I just stood there, fingers pressed to my lips.
That was year one, and that was the night I almost died for the first time. A semyazza came out of the Door not five minutes later, and thank god Ryan had only gone upstairs, hadn’t left at all. He was in the kitchen. He came running when I screamed. He saved me. He scarred me.
And he never kissed me again.
“Allie.” I turn around. I was expecting Ryan—not Dawn again. “Allie,” she says, “I’m really sorry, but—could you look outside? Seriously.”
“Seriously, Dawn, go home.” I am busy in here, doing prep work with my good knife. The knife because I’m feeling the need right now for some comfort weaponry (and can you tell I spend all my time with a hunter? Did I really just think “comfort weaponry”? I cannot even believe it)—and I’m doing prep just in case someone shows up. Which I am pretty sure that no one is going to, but just in case Ryan and Narnia figure out how to get the hunters here, I am going to be ready with food. Ryan packs it away, and so do the older hunters who come visiting. I mean, I guess I could just put up a big sign saying “Meeting moved, go to IHOP” on the front door, but that seems uncharitable. You save humanity, you get a decent meal. This seems fair to me.
If Doors show up in populated locations with a lot of bustle and confusion, I wonder if there is a Door in the IHOP that Stan and Amanda and I used to go to out on Long Island. Sometimes we liked to go slumming at three in the morning. Before the smoking ba
n in New York, we could stay awake all night chain smoking and drinking vodka out of water bottles. We never ate anything, of course. Sometimes we’d split a plate of french fries. Mostly it was vodka, sometimes we’d mix it with our Diet Cokes.

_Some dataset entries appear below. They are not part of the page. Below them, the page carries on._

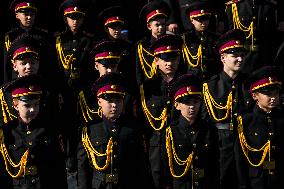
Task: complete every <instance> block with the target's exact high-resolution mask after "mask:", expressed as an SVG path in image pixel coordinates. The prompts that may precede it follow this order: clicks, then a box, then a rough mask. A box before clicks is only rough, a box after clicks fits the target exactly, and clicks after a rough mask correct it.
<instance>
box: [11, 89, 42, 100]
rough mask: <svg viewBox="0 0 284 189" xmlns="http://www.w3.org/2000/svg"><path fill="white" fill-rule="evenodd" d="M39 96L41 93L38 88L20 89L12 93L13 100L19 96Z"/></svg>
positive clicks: (15, 89) (14, 91) (12, 91)
mask: <svg viewBox="0 0 284 189" xmlns="http://www.w3.org/2000/svg"><path fill="white" fill-rule="evenodd" d="M40 94H42V91H41V89H40V87H39V86H30V87H22V88H17V89H15V90H13V91H12V97H13V98H17V97H20V96H28V95H40Z"/></svg>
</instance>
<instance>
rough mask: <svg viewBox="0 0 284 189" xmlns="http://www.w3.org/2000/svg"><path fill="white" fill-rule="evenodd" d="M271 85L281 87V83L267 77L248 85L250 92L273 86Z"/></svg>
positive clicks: (274, 79)
mask: <svg viewBox="0 0 284 189" xmlns="http://www.w3.org/2000/svg"><path fill="white" fill-rule="evenodd" d="M273 84H279V85H281V82H280V81H278V80H277V78H275V77H268V78H263V79H261V80H258V81H256V82H254V83H252V84H251V85H250V92H253V91H255V90H257V89H260V88H262V87H266V86H268V85H273Z"/></svg>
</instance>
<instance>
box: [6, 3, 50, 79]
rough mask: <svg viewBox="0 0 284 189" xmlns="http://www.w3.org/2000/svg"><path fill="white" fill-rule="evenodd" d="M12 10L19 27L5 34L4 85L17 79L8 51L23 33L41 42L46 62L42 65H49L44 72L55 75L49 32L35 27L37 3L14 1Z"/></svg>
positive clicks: (39, 41)
mask: <svg viewBox="0 0 284 189" xmlns="http://www.w3.org/2000/svg"><path fill="white" fill-rule="evenodd" d="M10 9H11V11H12V12H13V13H14V14H15V17H16V19H17V21H18V26H17V27H15V28H13V29H11V30H10V31H8V32H7V33H6V34H5V47H4V83H5V82H8V81H11V80H12V79H15V78H16V73H15V72H14V71H13V68H12V66H11V65H13V64H12V63H11V59H9V57H8V51H9V48H10V46H11V43H12V42H13V41H14V40H15V39H16V38H17V37H18V36H20V35H21V34H23V33H27V34H29V35H31V36H33V37H34V38H35V39H37V40H38V41H39V45H40V47H41V50H40V52H41V56H43V61H42V62H46V63H42V64H43V65H45V64H47V63H48V66H45V68H44V69H43V70H42V71H46V73H48V74H52V73H54V70H53V64H52V62H53V61H49V60H52V56H51V55H50V54H49V52H50V41H49V40H50V36H49V34H48V33H47V31H45V30H43V29H40V28H37V27H35V19H36V13H37V11H38V10H37V5H36V2H35V1H34V0H14V1H13V2H12V3H11V5H10ZM51 65H52V66H51ZM42 67H43V66H42ZM47 70H48V71H47Z"/></svg>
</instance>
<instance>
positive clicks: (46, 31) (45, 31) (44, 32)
mask: <svg viewBox="0 0 284 189" xmlns="http://www.w3.org/2000/svg"><path fill="white" fill-rule="evenodd" d="M35 29H36V30H38V31H41V32H44V33H48V30H46V29H43V28H38V27H36V28H35Z"/></svg>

We were so hideous. I was hideous.
What’s strange is that I hardly remember who I was back then. I remember the highlights—fighting at parties, doing drugs, drinking too much. I have no idea how I’m not dead from drunk driving, really. I’m like the poster child for the spoiled rich kid—or I used to be. Stan and Amanda are still the same people they were when we were in high school, but I’m completely different.
Or I like to think that I am.
But it’s like . . . it’s like I really became alive when the Door opened and I met Ryan. It’s like that’s when my life really started. All my memories from the last few years are sharp and true—the happiness is brighter, the pain hurts more, and I am pretty sure I remember every single time Ryan smiled.
I can’t remember what my mother looks like, but I can remember every single time Ryan has smiled at me.
“Allie.” Dawn sounds worried. “You’re going to think I’m a huge baby, but I kind of don’t like the look of the street outside. So it would be really good if you could look, and tell me I’m nuts, okay?”
I bite my lip. Dawn’s never been nervous about biking through the city. She’s a New Yorker to the bone. So hearing this? I am concerned. I’ve seen a lot of demon activity today, and now I’m wondering if maybe I brought it home with me.
I put down my knife but, on second thought, pick it back up again. It’s high-carbon steel—that’s an iron alloy, and good enough to kill or seriously maim all kinds of things. I wave Dawn behind me and then slink out toward the window booths. I flick open the blinds, and take a look.
At first, I don’t see anything. I mean, there’s traffic, but no creatures of the night hanging around, you know? It looks normal.
Except. There’s a bright green leaf on the sidewalk. I think it’s oak.